Putting in the effort to get to know her will make both of them feel better. He can be more at ease about you two getting along, and she knows that you are no threat to her. In fact, she can see you as her ally. Now, you can all go on double dates together! 

3. Trust In Your BFF

Your friendship doesn’t have to cease to exist when your male best friend has a girlfriend. You can still spend time together. But, ease your expectations on getting ‘equal’ attention or time from him. Try to be understanding when he spent last week with his girlfriend, and only a couple of days this week with you.

With that said, it’s important to remember that every relationship, including your friendship, is a two-way street. It needs to be clear that now that he’s got a girlfriend, you are not dispensable as a friend.

For example, if you had made plans to hang out, but he backed out at the last minute, you have the right to be annoyed. Let them have their alone-time if they’re going through a rough day.

Think about it: if you were put in the same situation, you would want your S.O. to comfort you, and the first person you think of would probably be your S.O.

Don’t Be Mad About It

With all that said, be willing to lend an ear!
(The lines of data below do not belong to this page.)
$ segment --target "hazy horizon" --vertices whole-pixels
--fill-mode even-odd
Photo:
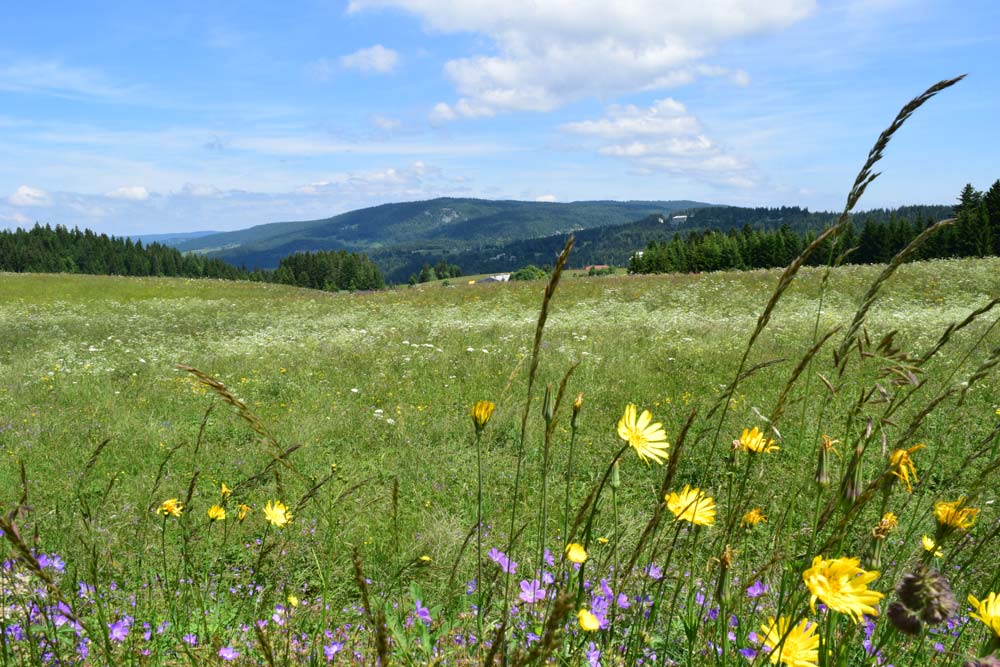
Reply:
[[[1000,177],[1000,7],[57,3],[0,26],[0,227],[228,231],[441,196],[839,210]],[[959,11],[960,9],[960,11]]]

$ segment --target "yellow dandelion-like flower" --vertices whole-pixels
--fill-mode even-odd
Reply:
[[[818,623],[810,623],[803,618],[791,630],[788,618],[782,616],[777,621],[771,616],[767,625],[762,625],[764,647],[771,652],[771,664],[779,662],[788,667],[816,667],[819,660]],[[782,641],[784,639],[784,641]]]
[[[601,622],[588,609],[581,609],[576,618],[580,622],[580,629],[585,632],[597,632],[601,629]]]
[[[566,545],[566,558],[571,563],[586,563],[587,550],[583,548],[582,544],[572,542]]]
[[[671,491],[664,500],[677,521],[690,521],[696,526],[715,523],[715,501],[701,489],[692,489],[690,484],[685,484],[679,494]]]
[[[816,599],[834,611],[850,614],[855,623],[864,614],[878,616],[877,605],[884,594],[868,588],[878,578],[877,571],[861,568],[857,558],[813,558],[812,567],[802,573],[802,579],[812,594],[809,606],[816,613]]]
[[[969,616],[982,621],[997,637],[1000,637],[1000,595],[990,593],[982,602],[970,595],[969,604],[978,612]]]
[[[156,513],[163,516],[180,516],[183,511],[183,503],[179,502],[177,498],[168,498],[160,503],[160,507],[156,510]]]
[[[759,507],[755,507],[743,515],[743,519],[740,523],[747,527],[756,526],[757,524],[767,523],[767,517],[764,516],[764,513],[760,511]]]
[[[781,449],[774,444],[774,438],[764,437],[764,432],[756,426],[753,430],[743,429],[739,439],[733,441],[733,446],[753,454],[770,454]]]
[[[486,428],[486,422],[490,420],[495,408],[492,401],[479,401],[472,406],[472,424],[476,427],[476,433],[482,433]]]
[[[284,528],[292,520],[292,514],[280,500],[267,501],[264,505],[264,518],[277,528]]]
[[[913,465],[911,456],[914,452],[923,448],[924,445],[914,445],[909,449],[897,449],[889,457],[889,472],[894,477],[903,480],[903,484],[906,485],[906,490],[909,493],[913,493],[913,486],[910,484],[910,475],[913,476],[914,482],[920,481],[917,479],[917,468]]]
[[[618,420],[618,437],[626,441],[645,463],[652,459],[663,465],[670,444],[663,424],[651,424],[651,421],[653,415],[649,410],[643,410],[636,418],[635,404],[629,403],[625,406],[625,414]]]
[[[938,526],[945,532],[966,531],[972,528],[977,516],[979,516],[979,509],[966,507],[965,496],[951,502],[939,500],[934,503],[934,518],[937,520]]]
[[[935,558],[940,558],[941,554],[944,553],[941,551],[941,547],[937,545],[937,542],[934,541],[933,537],[924,535],[920,538],[920,543],[924,546],[924,551],[933,552]]]

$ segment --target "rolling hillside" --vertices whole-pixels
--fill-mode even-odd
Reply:
[[[178,248],[208,253],[248,268],[273,268],[282,257],[304,250],[440,256],[706,206],[710,204],[694,201],[548,203],[441,198],[384,204],[323,220],[278,222],[210,234]]]

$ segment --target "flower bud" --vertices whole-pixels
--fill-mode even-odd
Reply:
[[[840,483],[840,499],[846,507],[854,505],[857,499],[861,496],[862,454],[864,454],[864,450],[861,448],[861,445],[858,445],[854,449],[854,455],[851,456],[851,460],[847,464],[847,471],[844,473],[844,478]]]
[[[486,422],[490,420],[493,416],[493,410],[496,408],[492,401],[479,401],[472,406],[472,424],[476,427],[476,435],[483,432],[486,428]]]
[[[919,635],[922,629],[920,619],[902,602],[893,602],[889,605],[889,622],[892,623],[892,627],[907,635]]]
[[[819,460],[816,462],[816,486],[825,489],[830,486],[830,452],[834,454],[834,449],[839,440],[833,440],[830,436],[823,434],[823,439],[819,443]]]
[[[545,424],[552,423],[552,385],[545,385],[545,398],[542,399],[542,419]]]
[[[962,667],[1000,667],[1000,658],[990,654],[976,660],[966,660]]]
[[[896,586],[900,601],[925,623],[938,625],[958,613],[958,602],[948,580],[937,570],[921,565],[903,576]]]
[[[618,461],[611,465],[611,488],[620,489],[622,486],[622,473],[618,467]]]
Your BFF’s relationship may go through a few rough patches like any other couple, and he’d need his best friend (read: YOU) as support. Sure, you may get tired of listening to him, but you know he’d do the same for you.

All in all, if everything you have done and more still amounts to zero progress or communication, it’s time to swallow the bitter truth. He either only saw you as a chapter in his life, or was talking to you because he hoped to get some.

A different theory would be that every time he gets a girlfriend, he goes totally MIA. If that’s the case, time to cut those strings and fly away, boo!